What’s bubbling on your workbench is the same the universe over
How universal is the chemistry we know? For that matter, how universal is chemistry? The physicists, with an assist from the cosmologists and astronomers, have a legitimate claim to discovering basic scientific truths that reach as far as we can detect. No matter where we look around the solar system, our own galaxy or into other distant galaxies entirely, everything seems to follow the framework laid out by relativity for gravity and motion.
The quantum-mechanical behavior of light (and other electromagnetic waves) remains the same as well. That covers a lot of ground. I’ll leave aside the pesky little – well, pesky big – problem of dark matter, which apparently means that the great bulk of matter in the universe is in a form that we can’t detect except through its gravitational effects. At least that’s also the same everywhere we look, whatever it is!
But that mention of light means that now we’ve let in analytical chemistry – and that gives our science the same universal reach. Wherever we look in the universe, we find the same elements behaving in the same ways: emission, absorption, oxidation state and so on. Copper sulfate hydrate, if we ever find it on the fourth planet of the Tau Ceti system, will be just as blue there as it is here on earth (intrinsic colour of local sunlight and atmospheric conditions allowing, of course).

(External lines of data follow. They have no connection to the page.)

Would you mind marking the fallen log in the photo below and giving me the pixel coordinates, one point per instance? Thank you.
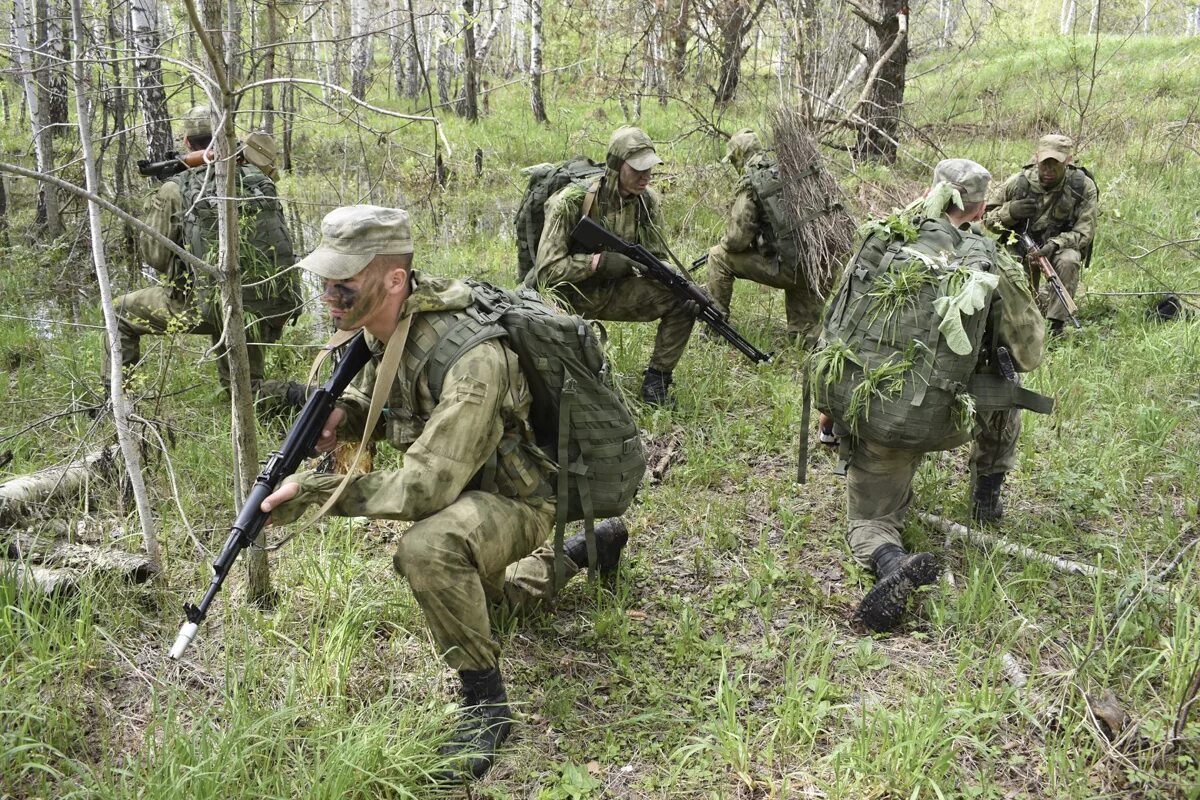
(54, 485)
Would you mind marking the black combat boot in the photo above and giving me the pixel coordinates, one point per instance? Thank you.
(987, 504)
(897, 575)
(657, 388)
(486, 720)
(611, 537)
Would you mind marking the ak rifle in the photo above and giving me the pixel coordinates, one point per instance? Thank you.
(595, 238)
(299, 443)
(1051, 276)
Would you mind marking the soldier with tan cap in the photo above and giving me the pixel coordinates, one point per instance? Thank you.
(184, 210)
(473, 481)
(1056, 203)
(607, 286)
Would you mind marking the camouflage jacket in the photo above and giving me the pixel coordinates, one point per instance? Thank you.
(1067, 212)
(637, 220)
(480, 421)
(744, 228)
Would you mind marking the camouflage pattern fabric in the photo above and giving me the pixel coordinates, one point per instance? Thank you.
(467, 546)
(1067, 216)
(744, 252)
(879, 477)
(567, 275)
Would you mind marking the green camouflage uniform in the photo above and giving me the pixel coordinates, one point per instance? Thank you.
(1065, 217)
(565, 274)
(745, 251)
(473, 537)
(879, 479)
(184, 304)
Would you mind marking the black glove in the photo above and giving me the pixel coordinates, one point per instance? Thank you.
(1021, 209)
(615, 265)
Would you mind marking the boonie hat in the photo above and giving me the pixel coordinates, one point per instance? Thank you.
(353, 235)
(1055, 145)
(969, 178)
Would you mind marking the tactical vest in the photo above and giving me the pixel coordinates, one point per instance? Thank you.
(886, 371)
(544, 181)
(264, 247)
(580, 421)
(779, 233)
(1077, 186)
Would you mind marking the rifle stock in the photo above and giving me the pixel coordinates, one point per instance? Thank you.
(1051, 276)
(299, 443)
(593, 236)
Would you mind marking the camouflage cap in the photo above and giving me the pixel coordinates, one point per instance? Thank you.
(742, 145)
(969, 178)
(258, 148)
(1055, 145)
(353, 235)
(197, 121)
(633, 146)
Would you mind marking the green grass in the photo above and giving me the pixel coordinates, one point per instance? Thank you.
(726, 663)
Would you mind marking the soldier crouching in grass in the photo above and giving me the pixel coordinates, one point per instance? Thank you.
(919, 353)
(473, 481)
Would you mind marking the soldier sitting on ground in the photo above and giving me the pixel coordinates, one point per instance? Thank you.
(751, 250)
(1056, 204)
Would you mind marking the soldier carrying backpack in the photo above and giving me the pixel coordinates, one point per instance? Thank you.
(510, 426)
(185, 211)
(921, 348)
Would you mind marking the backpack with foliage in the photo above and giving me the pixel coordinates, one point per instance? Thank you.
(762, 176)
(544, 181)
(264, 247)
(579, 417)
(904, 334)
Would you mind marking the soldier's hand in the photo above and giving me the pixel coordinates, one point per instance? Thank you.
(1021, 209)
(328, 438)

And because those elements are all behaving similarly, organic chemistry acts the same way, too. You can find some more exotic species (such as reactive radicals and ions) in interstellar clouds, isolated out in the cold and unable to react with anything, but they’re nothing that you can’t study on Earth, given sufficient care. Otherwise, all of an organic chemist’s old friends are out there – acetic acid, formaldehyde, acetonitrile and so on. Judging from comet and meteorite samples, once you get to the solid surfaces of extraterrestrial bodies you find rock, ice and a list of common industrial chemicals that you can order up in rail-car quantities here on Earth.
The largest planet in our solar system, vast and almost entirely untouched by mankind, resembles nothing more than a giant industrial accident
More complex samples, like the Murchison meteorite are full of small carbohydrates, amines, nitriles, acids and so on. This means that plenty of named condensation and heterocycle-forming reactions are taking place right now on and around other planets, because they all have the same building blocks we do. The sameness extends (a bit unnervingly) to simple biomolecules.
The Murchison samples famously include amino acids and some of the purine and pyrimidine nucleobases, which makes a person wonder if our biochemical template for life is some sort of standard model. If and when we do discover extraterrestrial organisms, they may be so similar to us (proteins, nucleic acids, carbohydrates) as to give us allergies. Admittedly, many alien contact scenes from science fiction would be significantly diminished if everyone involved suddenly started sneezing uncontrollably and breaking out in hives, but it can’t be ruled out.
These mixtures are only the beginning. A look at the atmosphere of Jupiter (or at the reddish material coating many asteroids) leads an organic chemist to thoughts of the yellow, orange, red and brown materials that are formed as side products in many reactions and wind up stuck to the beginnings of silica gel columns. And why not? The colorful materials in Jupiter’s clouds are also being made from simple organic building blocks that are being stirred, heated, irradiated and pressurised. There must be every imaginable variety of organic chemistry gunk floating around there by now; if you made an accurate simulation of the mixture in a lab by mistake, you’d probably throw it into the disposal can as a failed reaction. The largest planet in our solar system, vast and almost entirely untouched by mankind, resembles nothing more than a giant industrial accident.
So goodbye to the old pulp science fiction stories with their weird otherworldly elements and bizarre compounds from the reaches of deep space. Other worlds have what we have. In retrospect, this started becoming clear with Kirchhoff and Bunsen in the 1850s with their studies of the dark lines in the sunlight spectrum, and with William and Margaret Huggins who later extended this idea to the brighter stars and nebulae. It’s chemistry, good old chemistry, all the way out as far as we can see. That bottle of solvent is the stuff that’s floating between the stars.